In previous posts (one, two), I’ve compared GPS positional accuracy for a Garmin 60Cx handheld GPS unit and a Holux M-1000 Bluetooth unit and seem to have found that:
– The Garmin’s average position seem to be better, but the distribution in measured positions is large
– The Holux’s positions have a much tighter distribution, but the average is further off from the true position than the Garmin
Just for the heck of it, I took a look at results from both receivers with one more program that’s been around a while: SA Watch (shareware, $20; 30-day demo evaluation version available). SA stands for Selective Availability, the pre-2000 government policy of degrading GPS signal accuracy to non-military GPS receivers. The idea was that you could run SA Watch for a prolonged period of time, hours if not days, and the effects of SA would get cancelled out leaving you with a reasonably accurate position. SA is now turned off, but SA can still be used to evaluate the stability of a GPS-measured position, and calculate an average. While VisualGPS gives you an arithmetic and least-squares mean, SA Watch lets you calculate a mean weighted by the Dilution Of Precision, a measure of the amount of error in the position that’s due to GPS satellite geometry.

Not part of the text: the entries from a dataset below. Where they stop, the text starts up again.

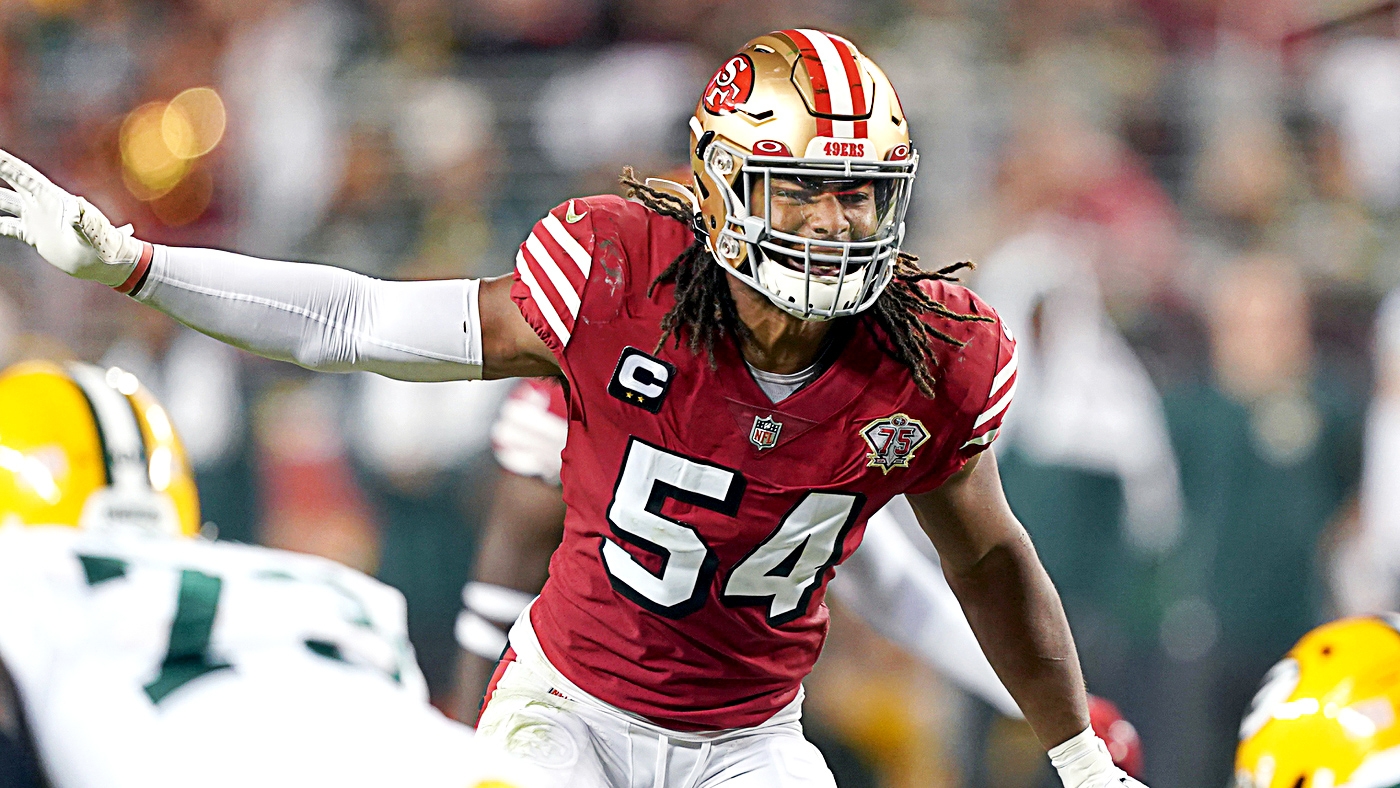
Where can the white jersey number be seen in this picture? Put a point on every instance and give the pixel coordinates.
(780, 573)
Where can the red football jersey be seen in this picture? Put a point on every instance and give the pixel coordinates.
(704, 521)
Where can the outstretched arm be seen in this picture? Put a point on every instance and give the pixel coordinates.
(318, 317)
(1017, 616)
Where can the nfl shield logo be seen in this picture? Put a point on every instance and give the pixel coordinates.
(765, 434)
(892, 441)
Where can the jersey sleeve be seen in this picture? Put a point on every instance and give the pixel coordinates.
(986, 424)
(553, 269)
(529, 433)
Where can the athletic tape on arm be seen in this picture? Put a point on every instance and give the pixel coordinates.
(321, 317)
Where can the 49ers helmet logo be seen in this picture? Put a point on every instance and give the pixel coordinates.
(730, 86)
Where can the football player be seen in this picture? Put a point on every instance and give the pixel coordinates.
(1326, 715)
(888, 581)
(753, 370)
(140, 655)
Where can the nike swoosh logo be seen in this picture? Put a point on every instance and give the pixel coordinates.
(570, 216)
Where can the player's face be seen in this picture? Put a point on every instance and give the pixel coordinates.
(823, 210)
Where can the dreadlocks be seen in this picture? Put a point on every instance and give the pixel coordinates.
(707, 314)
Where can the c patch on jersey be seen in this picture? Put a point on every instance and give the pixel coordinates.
(641, 380)
(892, 441)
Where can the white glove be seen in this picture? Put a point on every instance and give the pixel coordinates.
(1084, 762)
(66, 231)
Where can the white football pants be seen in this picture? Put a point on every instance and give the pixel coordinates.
(539, 715)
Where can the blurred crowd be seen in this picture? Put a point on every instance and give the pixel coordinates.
(1187, 210)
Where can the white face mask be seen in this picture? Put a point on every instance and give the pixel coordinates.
(821, 234)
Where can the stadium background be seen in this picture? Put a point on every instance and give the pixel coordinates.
(1190, 217)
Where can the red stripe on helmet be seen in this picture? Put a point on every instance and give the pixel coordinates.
(816, 73)
(860, 104)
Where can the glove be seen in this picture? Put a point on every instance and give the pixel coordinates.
(66, 230)
(1084, 762)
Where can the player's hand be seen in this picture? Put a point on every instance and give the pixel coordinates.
(1084, 762)
(66, 230)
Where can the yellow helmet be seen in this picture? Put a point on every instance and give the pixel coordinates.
(805, 107)
(90, 448)
(1326, 715)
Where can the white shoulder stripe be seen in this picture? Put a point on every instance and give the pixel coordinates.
(541, 300)
(991, 412)
(1004, 374)
(560, 282)
(569, 242)
(983, 440)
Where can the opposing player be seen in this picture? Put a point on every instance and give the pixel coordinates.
(142, 655)
(753, 370)
(1327, 713)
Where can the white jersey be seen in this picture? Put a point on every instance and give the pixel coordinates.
(156, 662)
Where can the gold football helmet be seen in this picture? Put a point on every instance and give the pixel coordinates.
(1326, 715)
(90, 448)
(802, 172)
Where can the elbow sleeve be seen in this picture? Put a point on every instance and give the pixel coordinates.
(321, 317)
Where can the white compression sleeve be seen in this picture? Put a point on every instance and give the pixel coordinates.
(321, 317)
(903, 596)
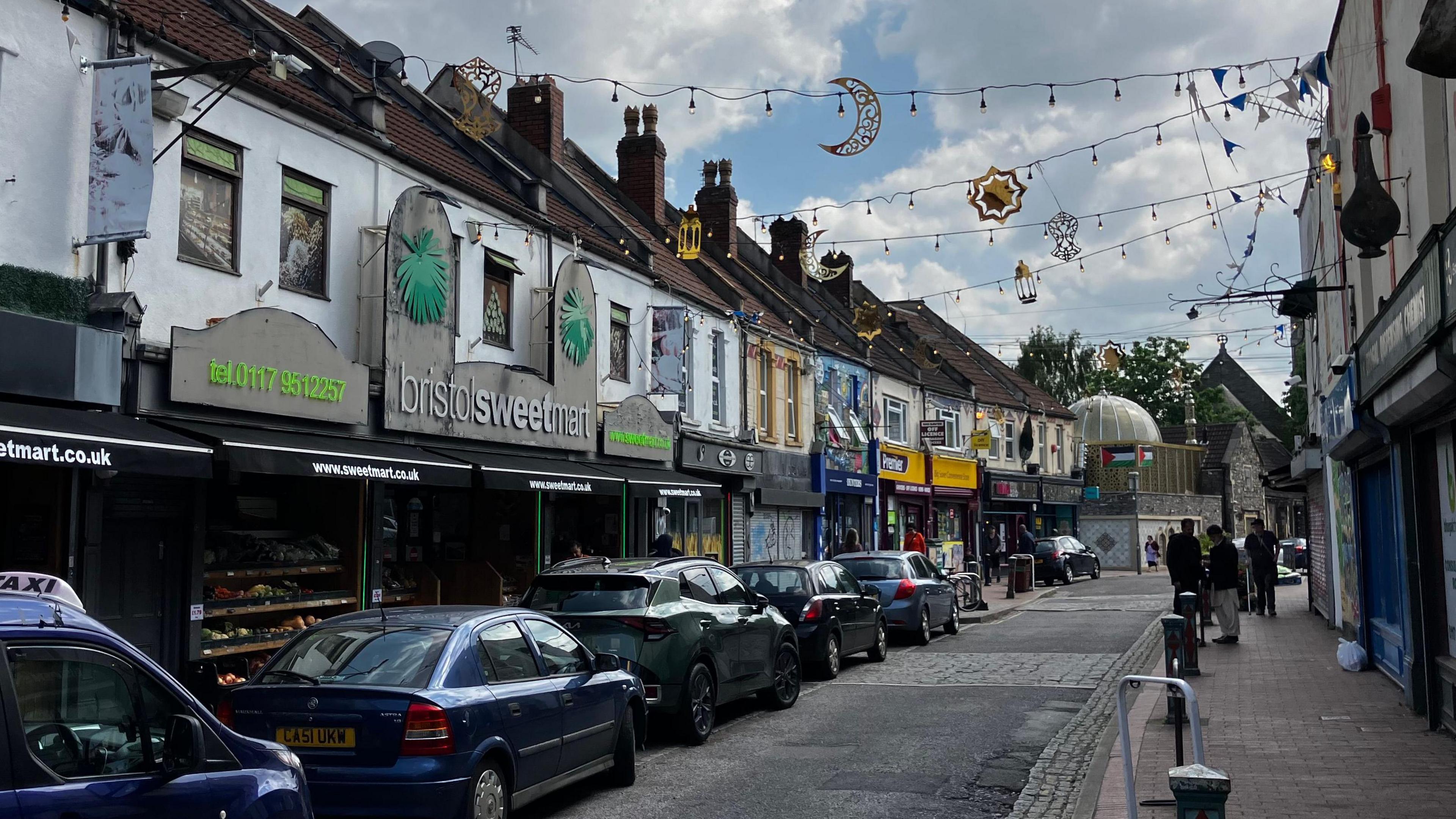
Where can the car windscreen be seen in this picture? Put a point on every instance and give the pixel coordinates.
(877, 569)
(769, 580)
(360, 655)
(587, 594)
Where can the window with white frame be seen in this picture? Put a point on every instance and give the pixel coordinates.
(896, 420)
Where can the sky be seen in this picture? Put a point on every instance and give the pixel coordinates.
(953, 44)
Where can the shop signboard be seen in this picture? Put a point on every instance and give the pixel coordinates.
(268, 360)
(635, 429)
(427, 391)
(1410, 318)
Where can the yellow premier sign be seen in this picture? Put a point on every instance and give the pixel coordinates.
(953, 473)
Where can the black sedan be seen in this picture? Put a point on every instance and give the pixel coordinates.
(1064, 559)
(830, 611)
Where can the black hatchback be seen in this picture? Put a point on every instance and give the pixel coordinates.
(832, 614)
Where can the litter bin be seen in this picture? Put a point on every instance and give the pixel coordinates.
(1023, 572)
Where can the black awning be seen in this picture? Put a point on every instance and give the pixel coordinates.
(523, 473)
(325, 457)
(662, 483)
(98, 441)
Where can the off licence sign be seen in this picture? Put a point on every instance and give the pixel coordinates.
(932, 433)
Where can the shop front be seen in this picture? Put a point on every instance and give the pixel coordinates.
(954, 505)
(905, 495)
(736, 471)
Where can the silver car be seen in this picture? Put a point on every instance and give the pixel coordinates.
(916, 597)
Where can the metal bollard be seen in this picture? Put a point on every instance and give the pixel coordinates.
(1175, 656)
(1187, 604)
(1200, 792)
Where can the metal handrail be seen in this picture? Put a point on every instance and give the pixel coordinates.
(1129, 774)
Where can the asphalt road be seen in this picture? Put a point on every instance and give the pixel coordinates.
(947, 731)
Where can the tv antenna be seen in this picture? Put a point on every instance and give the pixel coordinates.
(516, 38)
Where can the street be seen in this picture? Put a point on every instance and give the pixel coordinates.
(950, 729)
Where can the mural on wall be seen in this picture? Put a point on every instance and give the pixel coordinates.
(842, 406)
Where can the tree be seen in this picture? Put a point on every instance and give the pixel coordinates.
(1061, 365)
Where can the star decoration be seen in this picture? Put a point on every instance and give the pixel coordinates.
(996, 194)
(1064, 230)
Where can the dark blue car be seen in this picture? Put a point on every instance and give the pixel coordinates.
(443, 712)
(94, 728)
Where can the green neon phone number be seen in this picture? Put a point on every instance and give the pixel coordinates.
(287, 382)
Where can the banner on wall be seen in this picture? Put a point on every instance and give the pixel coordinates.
(669, 350)
(120, 192)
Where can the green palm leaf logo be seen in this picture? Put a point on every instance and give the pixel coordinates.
(577, 333)
(424, 277)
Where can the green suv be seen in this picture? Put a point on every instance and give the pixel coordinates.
(686, 626)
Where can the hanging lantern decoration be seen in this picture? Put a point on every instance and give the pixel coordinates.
(478, 83)
(691, 235)
(1026, 283)
(868, 324)
(1371, 216)
(996, 194)
(1064, 230)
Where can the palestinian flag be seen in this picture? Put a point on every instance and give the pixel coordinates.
(1117, 457)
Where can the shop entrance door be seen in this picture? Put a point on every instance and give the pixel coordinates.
(1385, 589)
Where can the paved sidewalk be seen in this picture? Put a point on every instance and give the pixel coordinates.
(1299, 736)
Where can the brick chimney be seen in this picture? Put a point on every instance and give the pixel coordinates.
(641, 162)
(537, 110)
(787, 239)
(719, 206)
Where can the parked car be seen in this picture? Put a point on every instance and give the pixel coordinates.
(94, 728)
(443, 710)
(832, 614)
(916, 595)
(688, 626)
(1064, 559)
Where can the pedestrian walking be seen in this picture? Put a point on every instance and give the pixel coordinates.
(1261, 545)
(915, 541)
(1184, 560)
(1224, 573)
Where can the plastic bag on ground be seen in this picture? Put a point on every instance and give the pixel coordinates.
(1350, 655)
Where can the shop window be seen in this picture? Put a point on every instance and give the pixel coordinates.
(500, 280)
(303, 239)
(717, 375)
(894, 420)
(619, 341)
(212, 174)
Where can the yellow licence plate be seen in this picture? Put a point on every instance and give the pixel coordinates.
(317, 738)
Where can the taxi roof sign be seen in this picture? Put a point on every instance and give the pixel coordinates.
(43, 586)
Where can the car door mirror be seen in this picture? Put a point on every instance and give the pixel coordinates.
(184, 748)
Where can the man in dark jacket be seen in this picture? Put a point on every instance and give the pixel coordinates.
(1224, 575)
(1261, 545)
(1184, 561)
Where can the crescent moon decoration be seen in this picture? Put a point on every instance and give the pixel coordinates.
(996, 194)
(478, 83)
(867, 117)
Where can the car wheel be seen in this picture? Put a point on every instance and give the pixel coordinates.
(624, 760)
(924, 636)
(829, 670)
(490, 798)
(788, 678)
(700, 706)
(882, 648)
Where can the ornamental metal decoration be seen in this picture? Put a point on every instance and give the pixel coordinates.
(478, 83)
(867, 117)
(996, 196)
(868, 324)
(1064, 230)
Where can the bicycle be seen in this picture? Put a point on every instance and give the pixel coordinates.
(967, 591)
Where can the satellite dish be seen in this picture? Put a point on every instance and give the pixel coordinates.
(386, 56)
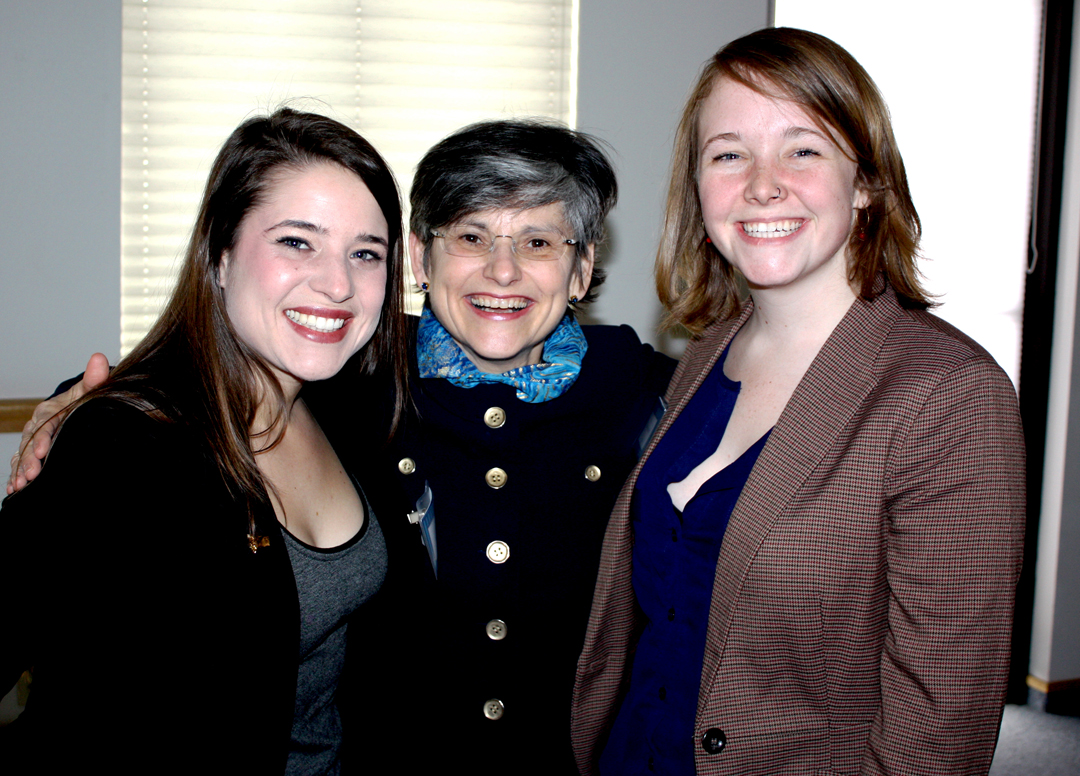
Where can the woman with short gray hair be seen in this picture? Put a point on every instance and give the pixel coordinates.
(498, 485)
(520, 429)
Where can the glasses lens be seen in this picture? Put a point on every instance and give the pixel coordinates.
(467, 242)
(540, 246)
(536, 246)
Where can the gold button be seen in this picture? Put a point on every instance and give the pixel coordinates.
(495, 417)
(494, 709)
(498, 552)
(496, 630)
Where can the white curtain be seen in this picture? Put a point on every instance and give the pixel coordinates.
(402, 72)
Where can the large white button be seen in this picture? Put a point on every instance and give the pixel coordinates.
(494, 709)
(498, 552)
(495, 477)
(495, 417)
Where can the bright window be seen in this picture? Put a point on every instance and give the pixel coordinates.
(402, 72)
(960, 83)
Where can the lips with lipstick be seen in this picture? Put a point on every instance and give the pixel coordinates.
(773, 229)
(316, 323)
(494, 304)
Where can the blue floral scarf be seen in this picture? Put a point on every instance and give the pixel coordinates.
(440, 356)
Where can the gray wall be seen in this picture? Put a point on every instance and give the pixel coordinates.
(638, 59)
(59, 167)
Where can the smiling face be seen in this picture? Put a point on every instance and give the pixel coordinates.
(304, 284)
(498, 308)
(778, 194)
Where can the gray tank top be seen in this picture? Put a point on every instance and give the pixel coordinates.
(332, 585)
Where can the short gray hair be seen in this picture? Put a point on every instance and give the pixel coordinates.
(515, 164)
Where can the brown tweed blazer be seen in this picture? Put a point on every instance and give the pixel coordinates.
(863, 597)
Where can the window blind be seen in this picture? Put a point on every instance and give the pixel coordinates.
(402, 72)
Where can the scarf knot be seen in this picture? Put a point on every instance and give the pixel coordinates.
(440, 356)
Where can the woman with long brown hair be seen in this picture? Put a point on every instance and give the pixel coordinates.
(201, 620)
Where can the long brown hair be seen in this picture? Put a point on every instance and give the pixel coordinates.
(191, 367)
(697, 284)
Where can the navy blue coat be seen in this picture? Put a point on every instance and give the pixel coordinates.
(429, 664)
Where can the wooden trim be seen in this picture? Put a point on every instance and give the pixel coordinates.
(14, 412)
(1047, 688)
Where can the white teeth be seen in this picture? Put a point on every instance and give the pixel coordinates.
(314, 322)
(493, 303)
(773, 229)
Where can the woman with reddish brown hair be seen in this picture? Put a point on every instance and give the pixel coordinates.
(811, 569)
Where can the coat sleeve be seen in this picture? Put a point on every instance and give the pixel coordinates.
(954, 538)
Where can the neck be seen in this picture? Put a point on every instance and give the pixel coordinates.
(787, 314)
(267, 409)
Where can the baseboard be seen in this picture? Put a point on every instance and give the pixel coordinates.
(1062, 697)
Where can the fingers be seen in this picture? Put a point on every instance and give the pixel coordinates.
(48, 416)
(97, 369)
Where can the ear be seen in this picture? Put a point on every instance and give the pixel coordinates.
(581, 281)
(416, 258)
(223, 269)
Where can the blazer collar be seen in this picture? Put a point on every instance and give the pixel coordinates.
(835, 385)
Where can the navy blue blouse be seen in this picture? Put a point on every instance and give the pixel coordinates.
(675, 557)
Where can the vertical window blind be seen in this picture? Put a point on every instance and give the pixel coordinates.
(402, 72)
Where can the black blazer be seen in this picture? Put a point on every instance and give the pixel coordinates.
(159, 642)
(431, 664)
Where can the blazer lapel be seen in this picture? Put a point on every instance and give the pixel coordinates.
(829, 393)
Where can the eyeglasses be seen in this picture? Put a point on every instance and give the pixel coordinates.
(472, 243)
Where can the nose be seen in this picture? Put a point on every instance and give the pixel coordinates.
(501, 264)
(764, 185)
(334, 278)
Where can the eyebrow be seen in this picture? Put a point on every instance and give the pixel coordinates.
(309, 227)
(790, 133)
(527, 228)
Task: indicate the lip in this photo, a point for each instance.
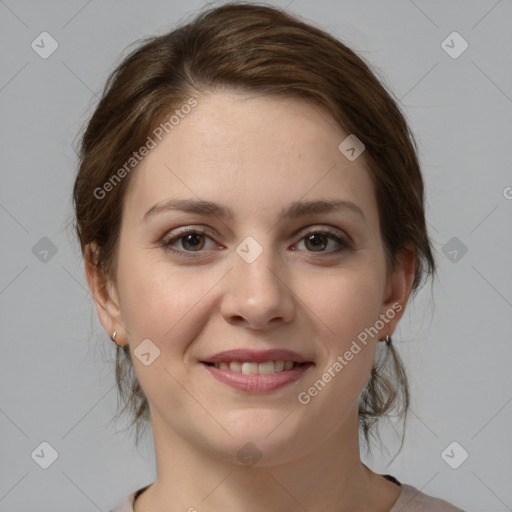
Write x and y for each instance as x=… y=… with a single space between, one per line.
x=256 y=356
x=257 y=383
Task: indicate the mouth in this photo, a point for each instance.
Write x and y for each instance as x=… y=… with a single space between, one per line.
x=250 y=368
x=257 y=371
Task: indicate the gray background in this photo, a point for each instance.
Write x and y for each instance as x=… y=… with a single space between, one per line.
x=56 y=376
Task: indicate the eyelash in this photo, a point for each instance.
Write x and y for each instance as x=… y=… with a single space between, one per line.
x=167 y=243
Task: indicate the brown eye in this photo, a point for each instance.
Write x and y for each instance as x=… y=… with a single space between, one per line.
x=192 y=241
x=316 y=241
x=319 y=241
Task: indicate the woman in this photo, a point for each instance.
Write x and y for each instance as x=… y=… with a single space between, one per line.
x=250 y=209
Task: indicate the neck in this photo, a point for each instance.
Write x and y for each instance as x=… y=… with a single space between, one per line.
x=330 y=477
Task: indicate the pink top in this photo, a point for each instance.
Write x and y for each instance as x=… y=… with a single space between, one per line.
x=411 y=500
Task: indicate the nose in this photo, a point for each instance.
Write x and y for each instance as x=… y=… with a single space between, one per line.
x=257 y=295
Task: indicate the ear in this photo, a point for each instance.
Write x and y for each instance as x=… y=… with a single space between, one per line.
x=397 y=291
x=105 y=296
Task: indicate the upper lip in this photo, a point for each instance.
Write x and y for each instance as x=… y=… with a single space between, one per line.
x=256 y=356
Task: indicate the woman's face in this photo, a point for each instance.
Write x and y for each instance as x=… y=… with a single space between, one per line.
x=277 y=273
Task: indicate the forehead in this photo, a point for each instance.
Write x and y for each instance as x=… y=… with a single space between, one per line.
x=253 y=152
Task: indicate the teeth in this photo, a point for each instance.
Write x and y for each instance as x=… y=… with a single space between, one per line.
x=266 y=368
x=250 y=368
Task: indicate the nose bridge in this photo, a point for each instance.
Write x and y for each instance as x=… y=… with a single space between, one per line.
x=257 y=292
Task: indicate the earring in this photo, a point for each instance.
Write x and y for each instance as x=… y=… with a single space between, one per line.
x=387 y=339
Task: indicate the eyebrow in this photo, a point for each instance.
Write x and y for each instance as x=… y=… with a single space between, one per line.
x=295 y=210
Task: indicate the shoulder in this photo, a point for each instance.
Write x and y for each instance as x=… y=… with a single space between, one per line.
x=413 y=500
x=127 y=504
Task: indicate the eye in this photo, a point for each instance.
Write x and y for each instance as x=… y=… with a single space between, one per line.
x=194 y=241
x=318 y=240
x=191 y=240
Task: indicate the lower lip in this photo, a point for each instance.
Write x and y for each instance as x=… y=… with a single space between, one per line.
x=257 y=383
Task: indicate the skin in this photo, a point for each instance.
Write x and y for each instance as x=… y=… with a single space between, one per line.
x=255 y=155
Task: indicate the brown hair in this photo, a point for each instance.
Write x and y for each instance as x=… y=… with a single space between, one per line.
x=261 y=49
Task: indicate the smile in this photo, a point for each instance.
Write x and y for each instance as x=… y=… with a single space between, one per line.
x=249 y=368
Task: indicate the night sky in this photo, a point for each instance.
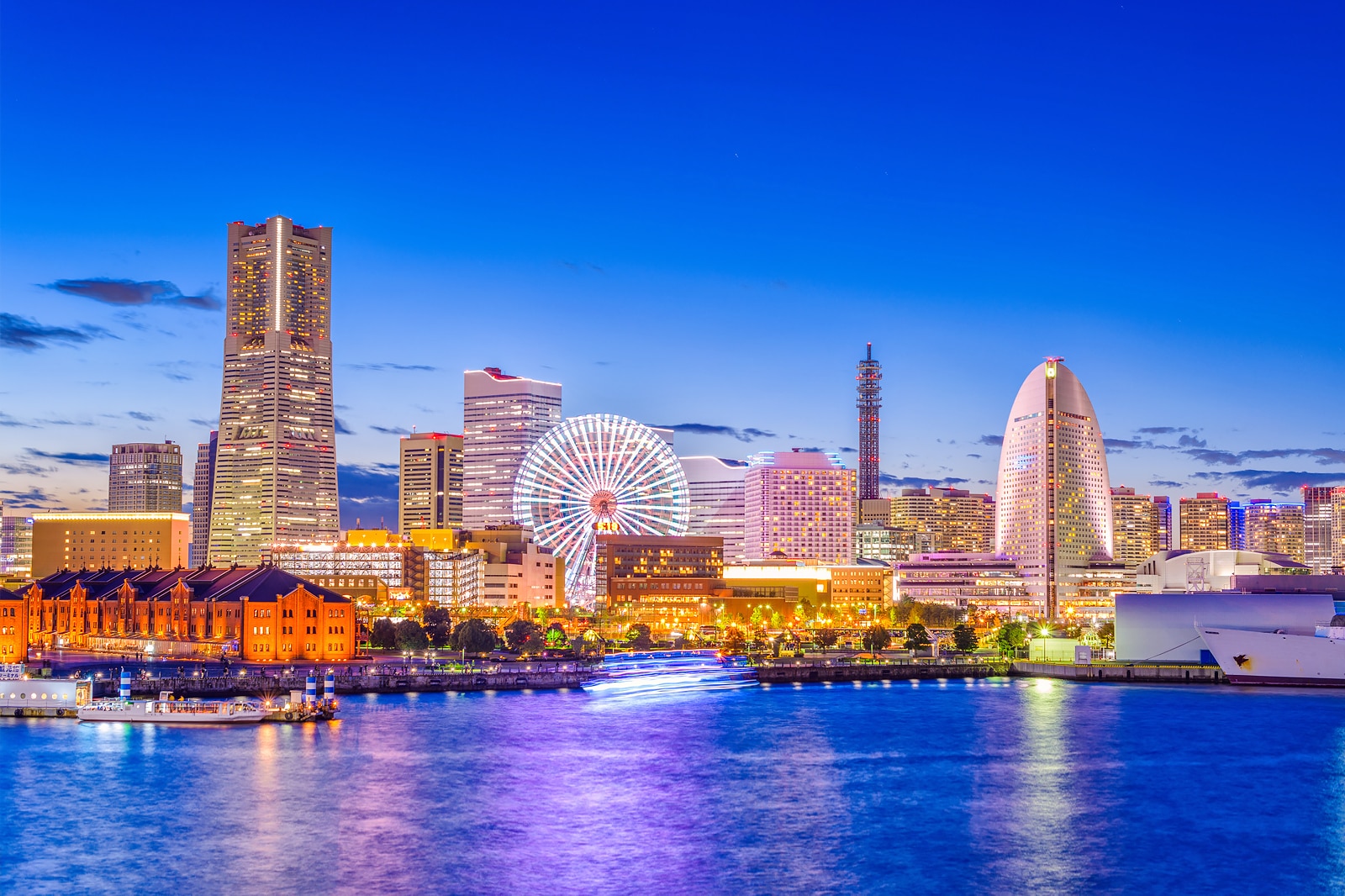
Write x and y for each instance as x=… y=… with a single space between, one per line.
x=692 y=217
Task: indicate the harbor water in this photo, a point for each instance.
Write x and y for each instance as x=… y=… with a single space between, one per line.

Here’s a plot of 119 positions measured by the Holux M-1000 GPS unit; the position grouping is pretty tight:
And a plot of 412 positions measured over the same time period by the Garmin:
As with previous measurements, the distribution of Garmin positions is far larger than that of the Holux. Based on all this, I’d have to say that a single position from the Holux is likely to be more accurate than a single measurement from a Garmin, even if the Garmin’s average value is better. And for my applications, that’s what really matters; you may have a different requirement. If I get the time, I may do a similar analysis in the future from a different location, and see if the results are comparable.
The NW-SE trend of positions from your Garmin unit is very similar to what I’ve seen, again mostly with Garmin units. Clearly their spatial distribution is not random.
@Peter,
maybe that is an issue with the DOP accepted for position fixes by the garmin software. It could be that Holux’ software ir stricter in this sense.
@Leszek
Again, it should be nice to try with a pro receiver and see what different settings yeld in terms of positional accuracy and precision.